- Born: 1981 (age 44–45) New York, U.S.
- Education: Wesleyan University, Columbia University
- Known for: Video art, Performance art

= Liz Magic Laser =

American artist

Liz Magic Laser (born 1981 in New York) is an American visual artist working primarily in video and performance. She is based art in Brooklyn, New York.
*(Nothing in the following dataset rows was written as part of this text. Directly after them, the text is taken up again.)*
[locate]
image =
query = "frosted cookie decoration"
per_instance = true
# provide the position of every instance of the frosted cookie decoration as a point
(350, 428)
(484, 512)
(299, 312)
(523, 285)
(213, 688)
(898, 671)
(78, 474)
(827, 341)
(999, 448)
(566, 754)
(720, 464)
== Early life and education ==
She attended Wesleyan University and received her B.A. in 2003, and then in 2008 an M.F.A. from Columbia University. Laser also attended the Skowhegan School of Painting and Sculpture in 2008 and the Whitney Museum Independent Study Program (ISP) in 2009.

== Career ==
Her work has been presented at MoMA PS1, the Whitney Museum of American Art, and Performa 11, and she was a commissioned artist at the 2013 Armory Show. According to The New York Times, Laser's works focus on absurdities in political and financial institutions. She is known notably for her video, "The Thought Leader", which presents a script adapted from Fyodor Dostoyevsky's Notes from Underground performed by a child in the form of a mock TED Talk.

=== Exhibitions ===
Solo exhibitions of Laser's work have been presented at Derek Eller Gallery in 2010; Malmö Konsthall in 2012; DiverseWorks in 2013; the Westfälischer Kunstverein in 2013; Paula Cooper Gallery in 2013; Various Small Fires in 2015; Wilfried Lentz in 2015; Mercer Union in 2015; and Kunstverein Göttingen in 2016.

Her work has been included in MoMA PS1's Greater New York in 2010, Performa 11 in 2011, Pier 54, curated by Cecilia Alemani, in 2014, and the Frye Art Museum's Group Therapy in 2018.

=== Awards ===
Laser has received multiple awards and fellowships from various institutions, such as the Alfried Krupp von Bohlen und Halbach Foundation (2013), the Southern Exposure Offsite Graue Award (2013), the New York Foundation for the Arts fellowship (2012), and the Franklin Furnace Fund for Performance Art (2010).

== Personal life ==
Liz Magic Laser is married to artist Sanya Kantarovsky, together they live in Brooklyn and have one daughter.